2) Find the interval of convergence if \[ \sum_{n=1}^{\infty}(-1)^{n} \frac{(x-1)^{n} \cdot 3^{n}}{4^{n}(n+1)} \]

Step 1 ：Rewrite the series as \(\sum_{n=1}^\infty a_n\), where \(a_n = (-1)^n \frac{(x-1)^n \cdot 3^n}{4^n(n+1)}\)

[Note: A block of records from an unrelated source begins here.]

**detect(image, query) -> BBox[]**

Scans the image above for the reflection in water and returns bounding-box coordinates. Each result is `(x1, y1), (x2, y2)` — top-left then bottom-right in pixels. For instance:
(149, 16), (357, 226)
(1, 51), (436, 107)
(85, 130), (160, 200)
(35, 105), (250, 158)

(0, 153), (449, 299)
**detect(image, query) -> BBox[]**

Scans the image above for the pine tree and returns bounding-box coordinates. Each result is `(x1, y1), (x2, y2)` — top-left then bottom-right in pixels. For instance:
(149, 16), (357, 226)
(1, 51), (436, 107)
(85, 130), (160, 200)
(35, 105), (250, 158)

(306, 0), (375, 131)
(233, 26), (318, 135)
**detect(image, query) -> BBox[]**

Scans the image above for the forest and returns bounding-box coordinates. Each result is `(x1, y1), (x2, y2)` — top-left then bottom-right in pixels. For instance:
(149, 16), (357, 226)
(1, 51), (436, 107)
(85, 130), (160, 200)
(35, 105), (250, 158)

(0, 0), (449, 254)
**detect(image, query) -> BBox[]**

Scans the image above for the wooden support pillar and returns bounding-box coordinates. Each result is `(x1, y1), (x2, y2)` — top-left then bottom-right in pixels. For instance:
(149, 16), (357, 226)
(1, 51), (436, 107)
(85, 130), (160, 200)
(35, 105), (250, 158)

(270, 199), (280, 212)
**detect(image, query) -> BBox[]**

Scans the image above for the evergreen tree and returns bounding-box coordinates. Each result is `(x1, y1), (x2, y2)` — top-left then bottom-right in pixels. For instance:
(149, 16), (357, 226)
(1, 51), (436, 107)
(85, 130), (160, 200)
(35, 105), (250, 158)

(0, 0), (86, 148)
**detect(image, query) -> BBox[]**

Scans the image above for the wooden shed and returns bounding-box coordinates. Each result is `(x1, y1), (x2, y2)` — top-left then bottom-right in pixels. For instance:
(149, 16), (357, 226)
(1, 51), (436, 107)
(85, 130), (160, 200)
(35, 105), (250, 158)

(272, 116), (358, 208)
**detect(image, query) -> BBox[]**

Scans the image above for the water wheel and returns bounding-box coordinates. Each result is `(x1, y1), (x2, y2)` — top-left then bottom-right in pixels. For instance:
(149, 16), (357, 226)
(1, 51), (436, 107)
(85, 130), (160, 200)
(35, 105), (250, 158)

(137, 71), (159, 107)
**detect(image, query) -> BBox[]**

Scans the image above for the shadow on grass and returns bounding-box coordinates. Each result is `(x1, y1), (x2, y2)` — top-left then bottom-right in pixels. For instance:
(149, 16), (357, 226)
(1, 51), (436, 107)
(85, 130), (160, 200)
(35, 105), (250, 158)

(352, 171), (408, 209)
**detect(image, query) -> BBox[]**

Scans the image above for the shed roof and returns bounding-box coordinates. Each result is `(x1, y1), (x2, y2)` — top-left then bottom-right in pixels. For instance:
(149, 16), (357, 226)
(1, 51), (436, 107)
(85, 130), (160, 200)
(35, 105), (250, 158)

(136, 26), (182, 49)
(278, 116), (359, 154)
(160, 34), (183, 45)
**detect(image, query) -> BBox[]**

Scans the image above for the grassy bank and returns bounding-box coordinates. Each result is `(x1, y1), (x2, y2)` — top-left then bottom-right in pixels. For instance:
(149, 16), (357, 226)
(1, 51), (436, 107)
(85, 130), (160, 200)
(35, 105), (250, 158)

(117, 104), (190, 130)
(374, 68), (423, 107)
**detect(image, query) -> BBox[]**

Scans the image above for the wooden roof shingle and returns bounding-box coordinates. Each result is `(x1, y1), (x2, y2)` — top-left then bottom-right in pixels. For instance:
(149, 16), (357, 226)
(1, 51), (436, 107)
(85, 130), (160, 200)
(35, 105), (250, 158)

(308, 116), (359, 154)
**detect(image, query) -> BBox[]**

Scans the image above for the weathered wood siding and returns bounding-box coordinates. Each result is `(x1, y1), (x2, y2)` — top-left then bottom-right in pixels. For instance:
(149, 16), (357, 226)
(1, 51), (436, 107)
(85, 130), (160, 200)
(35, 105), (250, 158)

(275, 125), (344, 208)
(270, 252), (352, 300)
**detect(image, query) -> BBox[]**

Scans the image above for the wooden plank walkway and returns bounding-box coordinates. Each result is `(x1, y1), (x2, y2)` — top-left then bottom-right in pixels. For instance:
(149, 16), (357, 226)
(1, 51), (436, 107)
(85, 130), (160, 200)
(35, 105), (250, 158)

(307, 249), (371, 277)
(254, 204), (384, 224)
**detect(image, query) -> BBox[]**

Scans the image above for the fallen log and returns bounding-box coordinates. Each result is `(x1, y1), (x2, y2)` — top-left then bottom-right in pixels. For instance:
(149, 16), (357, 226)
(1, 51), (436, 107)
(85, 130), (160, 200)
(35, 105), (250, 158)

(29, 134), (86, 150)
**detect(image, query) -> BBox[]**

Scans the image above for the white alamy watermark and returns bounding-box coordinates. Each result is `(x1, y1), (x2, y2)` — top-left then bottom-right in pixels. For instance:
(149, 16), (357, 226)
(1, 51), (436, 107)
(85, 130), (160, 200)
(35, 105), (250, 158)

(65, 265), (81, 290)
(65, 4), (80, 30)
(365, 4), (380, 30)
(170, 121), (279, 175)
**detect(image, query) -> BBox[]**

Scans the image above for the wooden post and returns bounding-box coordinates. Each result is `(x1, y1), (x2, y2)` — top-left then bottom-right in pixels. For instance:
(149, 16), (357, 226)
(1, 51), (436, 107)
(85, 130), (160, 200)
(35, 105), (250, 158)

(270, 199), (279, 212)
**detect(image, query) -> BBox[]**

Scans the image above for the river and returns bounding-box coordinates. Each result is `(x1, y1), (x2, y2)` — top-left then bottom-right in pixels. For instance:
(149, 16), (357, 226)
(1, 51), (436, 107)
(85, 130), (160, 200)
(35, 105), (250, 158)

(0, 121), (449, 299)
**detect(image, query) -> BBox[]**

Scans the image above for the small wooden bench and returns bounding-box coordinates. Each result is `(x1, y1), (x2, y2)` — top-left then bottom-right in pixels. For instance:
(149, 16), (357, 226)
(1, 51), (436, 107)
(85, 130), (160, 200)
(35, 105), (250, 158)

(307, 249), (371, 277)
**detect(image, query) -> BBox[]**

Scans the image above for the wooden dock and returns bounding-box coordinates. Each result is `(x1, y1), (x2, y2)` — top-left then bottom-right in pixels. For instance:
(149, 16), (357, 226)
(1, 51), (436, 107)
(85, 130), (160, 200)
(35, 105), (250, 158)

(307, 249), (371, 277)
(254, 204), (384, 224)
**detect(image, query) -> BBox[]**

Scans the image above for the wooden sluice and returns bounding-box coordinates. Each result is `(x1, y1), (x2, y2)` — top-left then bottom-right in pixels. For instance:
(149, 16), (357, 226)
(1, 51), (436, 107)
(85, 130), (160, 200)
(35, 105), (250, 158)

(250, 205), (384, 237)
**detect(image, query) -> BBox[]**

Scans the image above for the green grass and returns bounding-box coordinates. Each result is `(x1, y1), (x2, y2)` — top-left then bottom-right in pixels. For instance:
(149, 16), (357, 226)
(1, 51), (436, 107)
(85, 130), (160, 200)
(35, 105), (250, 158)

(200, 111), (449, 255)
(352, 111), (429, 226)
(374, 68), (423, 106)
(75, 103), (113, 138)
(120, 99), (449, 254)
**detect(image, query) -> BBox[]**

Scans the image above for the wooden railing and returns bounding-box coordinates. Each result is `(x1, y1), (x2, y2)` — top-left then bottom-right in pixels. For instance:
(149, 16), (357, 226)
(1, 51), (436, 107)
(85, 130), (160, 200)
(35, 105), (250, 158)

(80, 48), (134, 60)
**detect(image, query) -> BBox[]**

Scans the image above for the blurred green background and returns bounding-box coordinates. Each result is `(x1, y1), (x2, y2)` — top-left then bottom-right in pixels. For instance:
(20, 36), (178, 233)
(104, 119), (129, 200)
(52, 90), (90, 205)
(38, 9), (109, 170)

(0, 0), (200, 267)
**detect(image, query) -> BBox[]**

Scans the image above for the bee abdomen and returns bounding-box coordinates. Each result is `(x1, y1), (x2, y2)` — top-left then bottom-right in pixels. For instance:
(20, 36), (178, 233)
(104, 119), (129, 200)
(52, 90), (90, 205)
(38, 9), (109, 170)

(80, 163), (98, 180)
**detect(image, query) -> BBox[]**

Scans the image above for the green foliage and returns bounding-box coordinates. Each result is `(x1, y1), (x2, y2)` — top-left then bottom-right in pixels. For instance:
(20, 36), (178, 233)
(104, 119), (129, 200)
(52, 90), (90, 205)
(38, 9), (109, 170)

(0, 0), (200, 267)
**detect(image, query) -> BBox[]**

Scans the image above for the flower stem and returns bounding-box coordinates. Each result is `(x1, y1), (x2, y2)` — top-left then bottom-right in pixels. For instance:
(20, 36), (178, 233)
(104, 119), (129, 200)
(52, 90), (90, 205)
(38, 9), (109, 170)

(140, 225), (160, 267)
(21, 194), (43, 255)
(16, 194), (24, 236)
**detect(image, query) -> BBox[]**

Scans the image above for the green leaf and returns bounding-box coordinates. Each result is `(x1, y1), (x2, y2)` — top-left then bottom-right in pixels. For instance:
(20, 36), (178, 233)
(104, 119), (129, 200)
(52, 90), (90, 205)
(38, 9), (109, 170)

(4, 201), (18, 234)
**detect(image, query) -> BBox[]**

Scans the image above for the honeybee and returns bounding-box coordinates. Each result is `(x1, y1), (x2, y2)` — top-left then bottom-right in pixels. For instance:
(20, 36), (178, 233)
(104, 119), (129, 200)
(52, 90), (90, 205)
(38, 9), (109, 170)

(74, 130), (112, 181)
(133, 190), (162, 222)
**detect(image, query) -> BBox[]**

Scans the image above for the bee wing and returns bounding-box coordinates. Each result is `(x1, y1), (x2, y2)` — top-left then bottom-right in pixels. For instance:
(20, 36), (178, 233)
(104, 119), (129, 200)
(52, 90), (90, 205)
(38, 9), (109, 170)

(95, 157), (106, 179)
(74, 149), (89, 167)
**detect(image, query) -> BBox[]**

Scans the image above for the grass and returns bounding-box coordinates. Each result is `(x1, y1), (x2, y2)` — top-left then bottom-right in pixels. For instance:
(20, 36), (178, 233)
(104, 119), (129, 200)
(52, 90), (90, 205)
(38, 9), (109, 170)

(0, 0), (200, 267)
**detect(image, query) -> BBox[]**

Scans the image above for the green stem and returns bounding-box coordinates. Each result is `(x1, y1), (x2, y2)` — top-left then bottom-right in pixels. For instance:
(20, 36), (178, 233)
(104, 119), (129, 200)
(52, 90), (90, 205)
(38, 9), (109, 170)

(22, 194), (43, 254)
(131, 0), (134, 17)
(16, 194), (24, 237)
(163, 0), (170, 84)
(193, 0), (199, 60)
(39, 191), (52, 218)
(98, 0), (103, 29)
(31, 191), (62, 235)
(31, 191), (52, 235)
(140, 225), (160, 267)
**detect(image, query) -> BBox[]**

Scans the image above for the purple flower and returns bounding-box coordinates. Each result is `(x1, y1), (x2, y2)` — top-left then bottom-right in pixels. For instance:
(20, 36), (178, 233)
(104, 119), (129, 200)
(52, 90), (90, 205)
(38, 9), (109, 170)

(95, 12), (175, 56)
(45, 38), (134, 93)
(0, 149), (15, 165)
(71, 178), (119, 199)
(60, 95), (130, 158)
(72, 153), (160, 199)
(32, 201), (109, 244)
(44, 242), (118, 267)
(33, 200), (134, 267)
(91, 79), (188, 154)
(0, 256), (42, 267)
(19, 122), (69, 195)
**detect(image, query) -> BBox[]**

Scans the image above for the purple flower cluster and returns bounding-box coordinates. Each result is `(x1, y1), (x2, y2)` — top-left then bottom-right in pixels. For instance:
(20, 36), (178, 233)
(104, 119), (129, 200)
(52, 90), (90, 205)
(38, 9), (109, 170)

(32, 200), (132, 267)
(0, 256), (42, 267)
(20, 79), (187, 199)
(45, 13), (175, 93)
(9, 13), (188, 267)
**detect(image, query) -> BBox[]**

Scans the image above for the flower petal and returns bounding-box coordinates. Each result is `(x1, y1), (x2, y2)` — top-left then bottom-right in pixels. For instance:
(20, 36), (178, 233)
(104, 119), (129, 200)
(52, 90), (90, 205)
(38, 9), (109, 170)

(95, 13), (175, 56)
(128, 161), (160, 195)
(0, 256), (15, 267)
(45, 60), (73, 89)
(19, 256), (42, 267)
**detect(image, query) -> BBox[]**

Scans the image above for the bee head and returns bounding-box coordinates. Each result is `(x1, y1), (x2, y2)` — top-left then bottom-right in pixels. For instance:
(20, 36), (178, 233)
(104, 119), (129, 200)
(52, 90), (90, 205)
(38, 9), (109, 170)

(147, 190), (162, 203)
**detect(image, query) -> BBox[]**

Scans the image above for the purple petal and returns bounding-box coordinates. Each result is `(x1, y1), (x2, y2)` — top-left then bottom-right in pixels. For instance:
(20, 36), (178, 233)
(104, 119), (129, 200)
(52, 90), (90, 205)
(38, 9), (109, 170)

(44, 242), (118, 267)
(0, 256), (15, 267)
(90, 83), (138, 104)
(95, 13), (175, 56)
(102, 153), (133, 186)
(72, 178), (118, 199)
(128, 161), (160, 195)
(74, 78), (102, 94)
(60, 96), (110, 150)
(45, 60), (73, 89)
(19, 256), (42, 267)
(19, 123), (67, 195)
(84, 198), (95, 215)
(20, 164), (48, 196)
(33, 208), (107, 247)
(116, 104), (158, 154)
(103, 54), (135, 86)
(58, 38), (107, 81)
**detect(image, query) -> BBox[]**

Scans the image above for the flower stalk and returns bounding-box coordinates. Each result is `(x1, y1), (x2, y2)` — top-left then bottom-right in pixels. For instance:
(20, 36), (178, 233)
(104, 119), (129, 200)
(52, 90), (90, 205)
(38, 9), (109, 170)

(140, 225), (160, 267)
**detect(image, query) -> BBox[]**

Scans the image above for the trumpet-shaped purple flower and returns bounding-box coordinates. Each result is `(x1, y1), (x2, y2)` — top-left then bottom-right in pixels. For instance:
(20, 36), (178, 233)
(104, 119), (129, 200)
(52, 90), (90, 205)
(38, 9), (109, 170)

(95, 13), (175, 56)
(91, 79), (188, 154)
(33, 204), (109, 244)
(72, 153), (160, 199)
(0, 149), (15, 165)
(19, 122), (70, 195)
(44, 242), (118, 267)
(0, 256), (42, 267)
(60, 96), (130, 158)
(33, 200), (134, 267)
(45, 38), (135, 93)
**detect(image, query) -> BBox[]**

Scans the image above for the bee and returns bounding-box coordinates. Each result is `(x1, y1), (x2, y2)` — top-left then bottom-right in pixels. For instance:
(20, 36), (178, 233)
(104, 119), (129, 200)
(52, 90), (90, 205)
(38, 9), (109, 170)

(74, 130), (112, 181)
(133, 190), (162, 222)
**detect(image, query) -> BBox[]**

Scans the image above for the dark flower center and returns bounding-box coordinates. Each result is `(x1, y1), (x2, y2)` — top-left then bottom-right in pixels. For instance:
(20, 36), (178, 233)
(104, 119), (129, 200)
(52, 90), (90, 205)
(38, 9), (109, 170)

Step 2 ：Apply the Ratio Test: \(\lim_{n \to \infty} \left| \frac{a_{n+1}}{a_n} \right| = \lim_{n \to \infty} \left| \frac{(-1)^{n+1} \frac{(x-1)^{n+1} \cdot 3^{n+1}}{4^{n+1}(n+2)}}{(-1)^n \frac{(x-1)^n \cdot 3^n}{4^n(n+1)}} \right|\)

Step 3 ：Simplify the expression: \(\lim_{n \to \infty} \left| \frac{(x-1) \cdot 3}{4} \cdot \frac{n+1}{n+2} \right|\)

Step 4 ：Take the limit as n approaches infinity: \(\left| \frac{3(x-1)}{4} \right|\)

Step 5 ：For the series to converge, the result of the Ratio Test must be less than 1: \(\left| \frac{3(x-1)}{4} \right| < 1\)

Step 6 ：Solve the inequality: \(-1 < \frac{3(x-1)}{4} < 1\)

Step 7 ：Multiply all sides by 4: \(-4 < 3(x-1) < 4\)

Step 8 ：Distribute the 3: \(-4 < 3x-3 < 4\)

Step 9 ：Add 3 to all sides: \(-1 < 3x < 7\)

Step 10 ：Divide all sides by 3: \(-\frac{1}{3} < x < \frac{7}{3}\)

Step 11 ：The interval of convergence is \(\boxed{\left(-\frac{1}{3}, \frac{7}{3}\right)}\)